Deodorant companies have even started selling probiotic deodorants as a way of promoting the growth of good bacteria that don’t stink while thwarting the malodorous ones. (Though, the research behind this kind of microbiome magic is still in the early stages.)
And while we have a host of products and tactics to keep our pit odor under control, many of us don’t pay near enough attention to our feet. Here are 5 ways to keep the bacteria in your running shoes under control.
How to Get Smell and Bacteria Out of Shoes (And Keep It Out)

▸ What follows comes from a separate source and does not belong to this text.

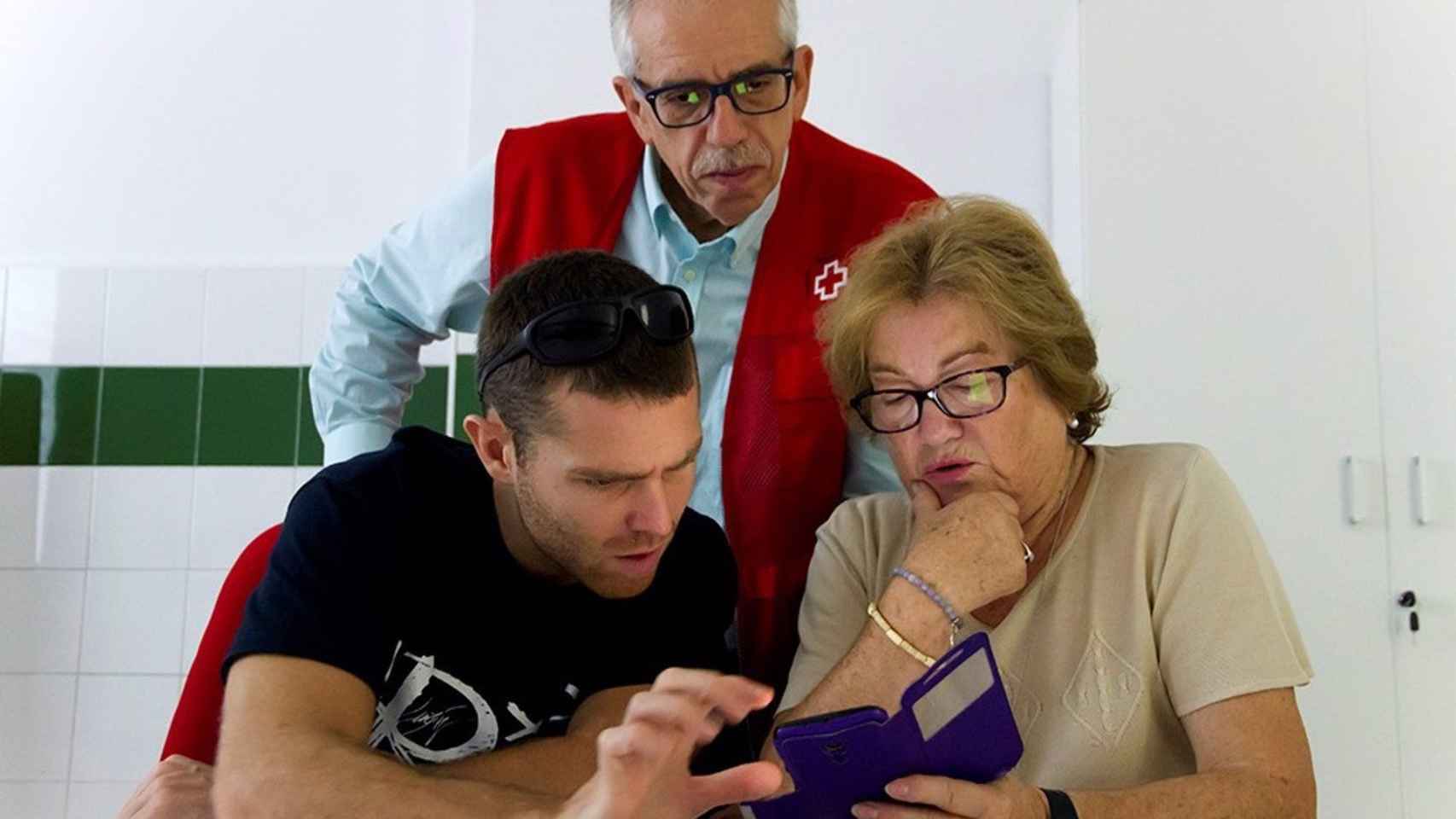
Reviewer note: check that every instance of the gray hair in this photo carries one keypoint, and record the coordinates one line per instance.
(626, 49)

Deodorizing shoes is not just important for the social factor of not being the person with smelly shoes, but it is also a practice in foot health. Remember, smell comes from the combination of bacteria and sweat. According to this article in the Journal of Athletic Training, athletes are more susceptible to bacterial and fungal infections on their feet. And while bacteria-rich shoes are not the only cause of infections like athlete’s foot, giving them some TLC is just one more way to keep feet healthy.
1. Freeze them.
Although it’s been disproven that freezing textiles kills all bacteria, it does kill some. Put your shoes in the freezer to reduce the amount of bacteria and some odor. If you choose to go with this method, however, we recommend putting your shoes in some sort of plastic bin, container, or plastic bag to prevent your shoes from coming out smelling like frozen taco meat (and to keep your frozen taco meat from smelling like feet). That goes for any other foot product you store in your freezer, like yogatoes or special ice packs.
2. Keep them dry.
Bacteria and microorganisms thrive in damp conditions, so keep your shoes dry, for example, by stuffing them with newspaper after a run. Storing shoes out in the sun has also been proven to be an effective method of drying and sanitizing footwear.

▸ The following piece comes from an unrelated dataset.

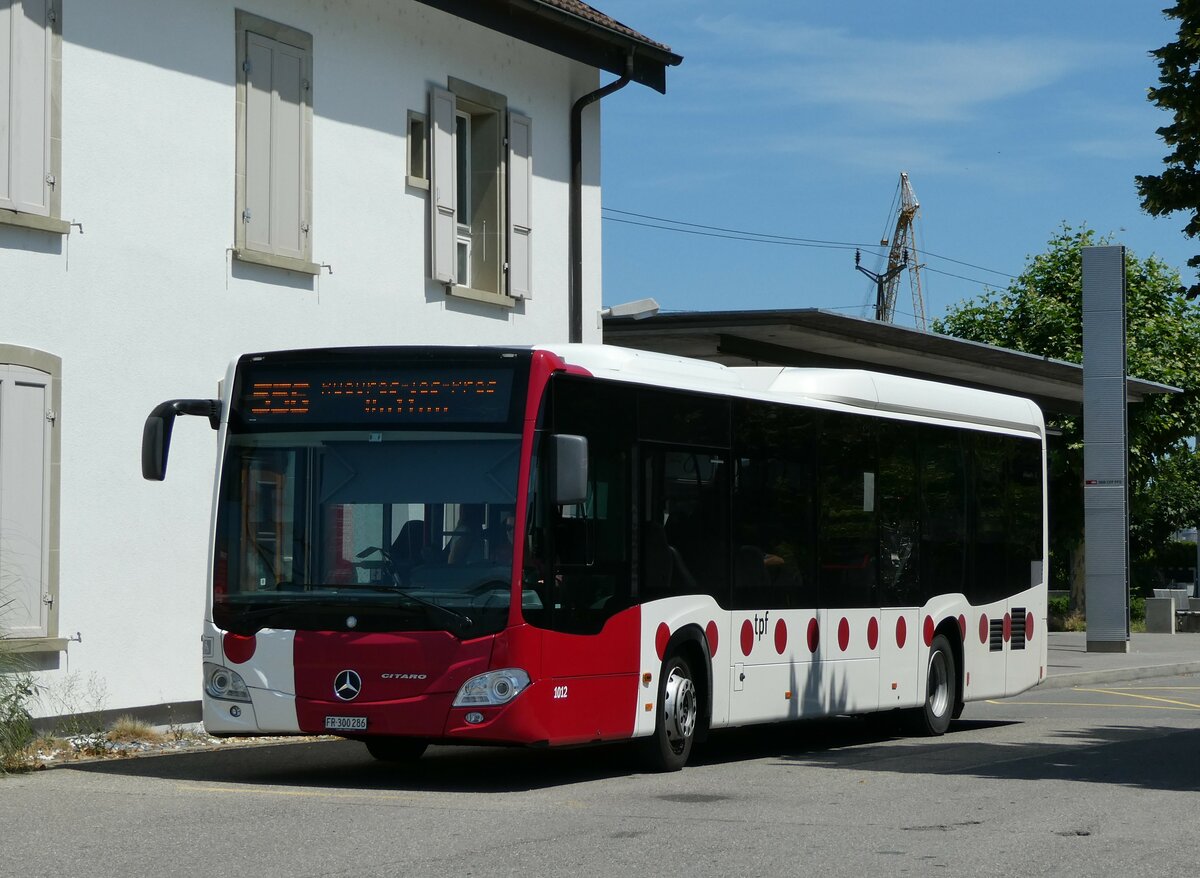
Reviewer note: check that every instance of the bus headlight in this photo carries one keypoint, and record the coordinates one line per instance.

3. Rotate which shoes you wear.
If you’re able to invest in more than one pair at a time, try not to run in the same pair of shoes two days in a row. Giving your shoes at least 24 hours to dry out will prevent any scents from lingering.
4. Neutralize the odor.
Because the smell in your shoes comes from isovaleric acid, you can neutralize it with an alkaline compound like baking soda. Sprinkle half to a whole tablespoon of plain baking soda into each shoe and leave them overnight. Or opt for a product designed to neutralize odors in shoes specifically. “Silica gel sachets can be kept in the shoe during storage and baking soda breathable pouches can also be kept inside to avoid smell,” says Preeti Arya, assistant professor of textile development and marketing at the Fashion Institute of Technology.
5. Wash them.
Running shoes can and should be washed at least once in their lifecycle. Arya recommends washing running shoes once every two months. The brand website for the specific pair of shoes that you run in will provide the best advice for washing that pair without damaging them (such as hand washing versus machine washing).
These methods should work wonders on the everyday sweat that runners build up, but if you have issues with chronic sweating (such as hyperhidrosis) or deal with fungal infections regularly, you may want to speak with a specialist.